The Hybridization of Profiling
The argument of the war on terror has come to justify the enlargement and the increasing of the number of categories of people and groups likely to cause “breach of the peace.” Repeated reforms of the penal code, of the code of criminal procedure and of law concerning intelligence signal how multifaceted the listing and classification of sentences, suspects and real or perceived enemies from within are.
Here the positivistic notion of dangerousness is at the very heart of this justice-police dispositif. Such a notion entails a memory of repression that is also a memory of class. It has taken part in the development of the dispositifs of surveillance that, since the invention of anthropometry during the second half of the nineteenth century, fuelled the old technocratic dream of an actuarial society fully governed by the statistical reason and capable of controlling/disciplining the “dangerous classes.” This may explain why the imaginary that feeds the contemporary executive powers’ security obsession for civil disobedience and deviance is so close to the imaginary distilled by Gustave LeBon’s psychology of the crowd, inevitably delinquent;30 Cesare Lombroso’s thesis on the born criminal biotype; and the prophylactic philosophy of “social defense” of the pion- neers of fingerprinting.31 Incidentally, the old demons of the genetic management of populations are never too far.
Testing, sorting, compiling files and building biological indicators aiming to grasp people’s behaviours in order to determine the probability of a particular conduct is an approach that reduces the citizen-subject to a measure-individual and that goes beyond the traditional limits of the field of justice and spreads through other sectors such as health, education or immigration. What is visible today is a mode of government built on traceability—of all and in all sectors (see Bonditti in this volume). Keeping everyone and everything on file has become the norm so that anyone who escapes the field of vision of tracking systems is potentially guilty.

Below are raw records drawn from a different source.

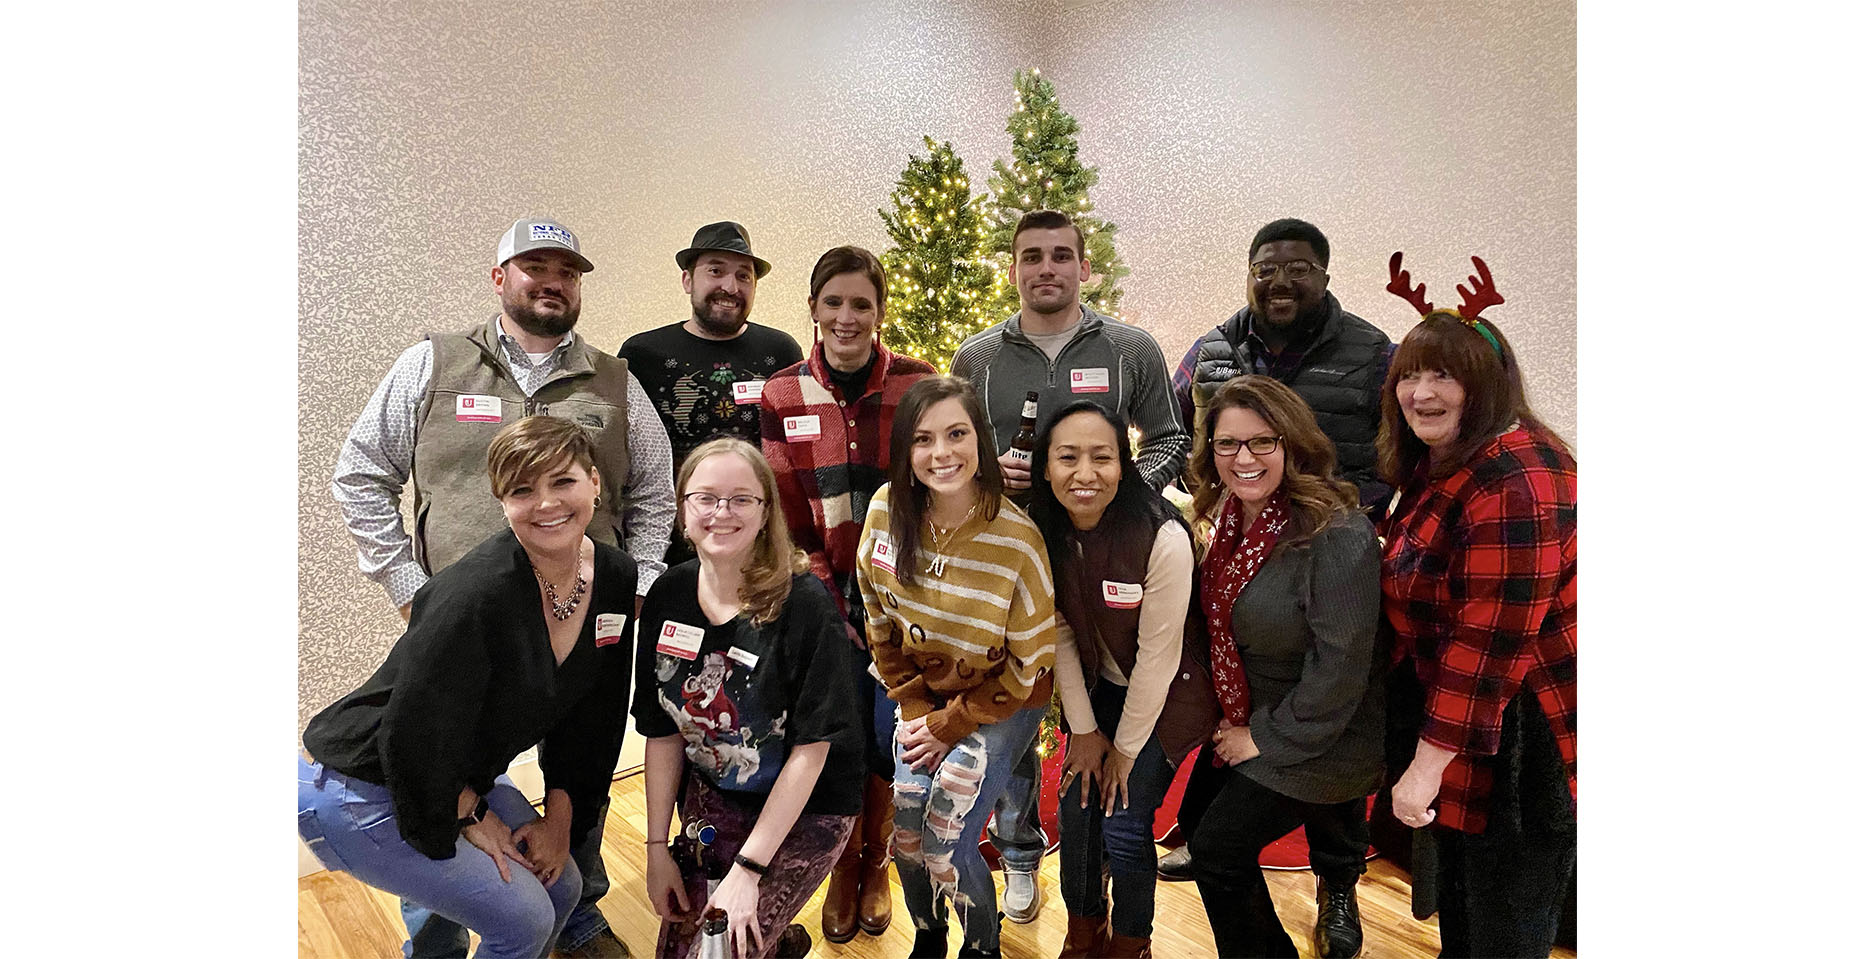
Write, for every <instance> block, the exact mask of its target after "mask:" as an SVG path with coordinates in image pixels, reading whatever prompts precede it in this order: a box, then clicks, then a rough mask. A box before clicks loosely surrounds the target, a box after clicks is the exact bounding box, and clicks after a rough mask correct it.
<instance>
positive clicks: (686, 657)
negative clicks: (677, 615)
mask: <svg viewBox="0 0 1875 959" xmlns="http://www.w3.org/2000/svg"><path fill="white" fill-rule="evenodd" d="M701 647H703V627H692V625H686V623H679V621H673V619H666V621H664V627H662V629H658V651H660V653H669V655H673V657H677V659H696V657H697V649H701Z"/></svg>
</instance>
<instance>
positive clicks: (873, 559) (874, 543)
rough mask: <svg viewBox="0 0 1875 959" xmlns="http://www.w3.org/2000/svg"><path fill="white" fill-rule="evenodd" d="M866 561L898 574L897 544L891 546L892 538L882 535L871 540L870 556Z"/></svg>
mask: <svg viewBox="0 0 1875 959" xmlns="http://www.w3.org/2000/svg"><path fill="white" fill-rule="evenodd" d="M866 561H868V563H872V565H876V567H879V569H883V571H885V572H891V574H892V576H898V546H892V540H889V539H885V537H883V535H881V537H876V539H874V540H872V557H868V559H866Z"/></svg>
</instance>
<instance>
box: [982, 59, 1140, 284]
mask: <svg viewBox="0 0 1875 959" xmlns="http://www.w3.org/2000/svg"><path fill="white" fill-rule="evenodd" d="M1007 129H1009V137H1011V141H1012V148H1011V154H1012V156H1011V160H1009V161H1007V163H1005V161H1001V160H997V161H996V163H994V165H992V167H994V171H996V173H992V175H990V197H988V199H990V205H988V210H986V220H988V223H990V231H988V233H986V235H984V248H982V250H984V259H990V261H992V263H996V266H997V270H996V289H994V304H996V317H994V319H1001V317H1007V315H1009V313H1014V312H1016V310H1018V308H1020V306H1022V302H1020V300H1018V298H1016V287H1012V285H1009V263H1011V257H1009V240H1012V238H1014V231H1016V221H1018V220H1022V214H1026V212H1029V210H1059V212H1063V214H1069V216H1072V218H1074V223H1076V225H1080V231H1082V235H1084V236H1086V244H1087V259H1089V261H1091V266H1093V278H1091V280H1089V282H1086V283H1082V285H1080V302H1084V304H1087V306H1089V308H1093V310H1099V312H1102V313H1108V315H1114V313H1116V310H1119V297H1121V293H1123V291H1121V289H1119V278H1123V276H1127V274H1129V272H1131V270H1127V266H1125V263H1121V261H1119V253H1116V251H1114V231H1116V227H1114V223H1110V221H1106V220H1101V218H1097V216H1093V199H1091V197H1089V193H1091V191H1093V184H1097V182H1099V180H1101V176H1099V171H1097V169H1095V167H1087V165H1084V163H1082V161H1080V145H1078V143H1076V139H1074V135H1076V133H1080V124H1078V122H1076V120H1074V118H1072V116H1069V114H1067V111H1063V109H1061V101H1059V99H1056V94H1054V84H1052V83H1048V81H1044V79H1042V73H1041V69H1029V71H1027V73H1016V113H1011V114H1009V126H1007Z"/></svg>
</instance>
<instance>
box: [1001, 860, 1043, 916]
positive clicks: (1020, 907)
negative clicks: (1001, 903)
mask: <svg viewBox="0 0 1875 959" xmlns="http://www.w3.org/2000/svg"><path fill="white" fill-rule="evenodd" d="M1041 912H1042V888H1041V882H1037V880H1035V873H1012V871H1005V873H1003V918H1005V920H1009V921H1035V916H1039V914H1041Z"/></svg>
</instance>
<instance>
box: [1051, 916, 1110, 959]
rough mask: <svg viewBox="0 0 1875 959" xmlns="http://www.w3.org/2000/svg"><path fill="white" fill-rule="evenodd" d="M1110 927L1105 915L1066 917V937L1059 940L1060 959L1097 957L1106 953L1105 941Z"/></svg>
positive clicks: (1073, 916)
mask: <svg viewBox="0 0 1875 959" xmlns="http://www.w3.org/2000/svg"><path fill="white" fill-rule="evenodd" d="M1108 933H1112V927H1110V925H1108V923H1106V916H1072V914H1069V918H1067V938H1063V940H1061V959H1099V957H1102V955H1106V942H1108Z"/></svg>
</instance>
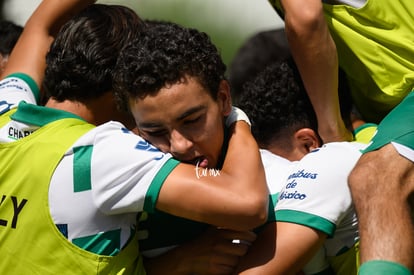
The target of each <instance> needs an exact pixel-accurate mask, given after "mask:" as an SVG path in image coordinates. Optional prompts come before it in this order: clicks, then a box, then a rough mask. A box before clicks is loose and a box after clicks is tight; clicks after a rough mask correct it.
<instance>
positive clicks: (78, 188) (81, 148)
mask: <svg viewBox="0 0 414 275" xmlns="http://www.w3.org/2000/svg"><path fill="white" fill-rule="evenodd" d="M92 151H93V146H92V145H89V146H81V147H75V148H73V152H74V156H73V192H75V193H76V192H83V191H87V190H91V189H92V183H91V159H92Z"/></svg>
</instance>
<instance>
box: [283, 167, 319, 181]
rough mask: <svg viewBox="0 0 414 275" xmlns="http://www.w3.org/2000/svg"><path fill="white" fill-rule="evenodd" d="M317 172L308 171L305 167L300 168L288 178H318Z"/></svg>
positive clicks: (295, 178) (290, 175)
mask: <svg viewBox="0 0 414 275" xmlns="http://www.w3.org/2000/svg"><path fill="white" fill-rule="evenodd" d="M317 176H318V174H317V173H310V172H306V171H305V169H302V170H299V171H297V172H295V173H293V174H291V175H290V176H289V178H288V179H296V178H304V179H316V177H317Z"/></svg>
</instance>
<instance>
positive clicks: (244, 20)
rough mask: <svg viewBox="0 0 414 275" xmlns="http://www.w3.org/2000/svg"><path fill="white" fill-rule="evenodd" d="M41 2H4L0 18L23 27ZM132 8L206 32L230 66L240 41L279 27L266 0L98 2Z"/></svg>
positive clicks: (272, 9) (106, 0)
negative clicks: (24, 24)
mask: <svg viewBox="0 0 414 275" xmlns="http://www.w3.org/2000/svg"><path fill="white" fill-rule="evenodd" d="M40 2H41V1H40V0H5V1H0V3H1V15H2V18H5V19H8V20H12V21H14V22H15V23H18V24H20V25H24V23H25V22H26V20H27V18H28V17H29V16H30V14H31V12H32V11H33V10H34V9H35V8H36V6H37V5H38V4H39V3H40ZM98 3H106V4H122V5H126V6H129V7H131V8H133V9H134V10H135V11H136V12H137V13H138V14H139V15H140V16H141V17H142V18H144V19H157V20H169V21H173V22H176V23H179V24H182V25H185V26H189V27H194V28H197V29H199V30H201V31H204V32H206V33H208V34H209V35H210V37H211V39H212V40H213V42H214V43H215V44H216V45H217V47H218V48H219V49H220V51H221V54H222V57H223V60H224V62H225V63H226V64H227V65H229V64H230V62H231V60H232V58H233V56H234V55H235V53H236V51H237V50H238V48H239V47H240V46H241V45H242V44H243V42H244V41H245V40H246V39H247V38H249V37H250V36H251V35H253V34H254V33H256V32H258V31H262V30H268V29H273V28H280V27H282V26H283V22H282V20H281V19H280V18H279V16H278V15H277V14H276V12H275V11H274V10H273V9H272V7H271V6H270V4H269V3H268V1H267V0H134V1H131V0H98Z"/></svg>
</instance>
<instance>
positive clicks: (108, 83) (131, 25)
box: [44, 4, 144, 101]
mask: <svg viewBox="0 0 414 275" xmlns="http://www.w3.org/2000/svg"><path fill="white" fill-rule="evenodd" d="M143 27H144V23H143V22H142V20H141V19H140V18H139V17H138V15H137V14H136V13H135V12H134V11H133V10H132V9H130V8H128V7H125V6H119V5H104V4H94V5H91V6H90V7H88V8H86V9H85V10H84V11H82V12H81V13H79V14H78V15H75V16H74V17H73V18H72V19H71V20H69V21H68V22H67V23H66V24H65V25H63V26H62V28H61V30H60V32H59V33H58V35H57V37H56V39H55V40H54V42H53V44H52V45H51V48H50V51H49V53H48V54H47V61H46V62H47V67H46V72H45V79H44V87H45V90H46V94H47V97H50V96H51V97H53V98H54V99H56V100H58V101H63V100H67V99H69V100H78V101H83V100H88V99H93V98H96V97H99V96H101V95H103V94H104V93H106V92H108V91H111V90H113V87H112V86H113V85H112V84H113V81H112V77H113V76H112V73H113V69H114V67H115V64H116V60H117V58H118V55H119V53H120V51H121V49H122V48H123V47H124V46H125V44H126V43H127V41H128V40H130V39H132V37H133V36H135V35H137V34H138V33H139V31H140V30H141V29H142V28H143Z"/></svg>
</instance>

Additionally, any prospective on the evolutions of the modes of control in a digital environment cannot spare itself the trouble of also isolating their commercial objectives in addition to their security purposes. Although profiling has long been the states’ domain, it certainly is no longer. Actors of the so-called global market, whose economic model is based on marketing logics (see Hibou in this volume), never cease to track their customers and multiply data banks filled with personal information. Private companies have indeed emerged as monopoles based on the capitation and commercial exploitation of personal data by offering free services and encouraging people to participate in social networks. It is becoming increasingly clear that the innovations that they never cease to introduce in the tracking of customers directly impact on the limits of what we have come to understand as privacy. Recent revelations by Edward Snowden regarding the collaborations between private (Internet) companies and the (military) agency in charge of electronic and signal intelligence within the US Administration (the famous NSA) remind us that the state and its apparatuses are never too far from the ultraliberal logics at play, especially when they govern the global trade of personal data in the contemporary context of a highly integrated global capitalism.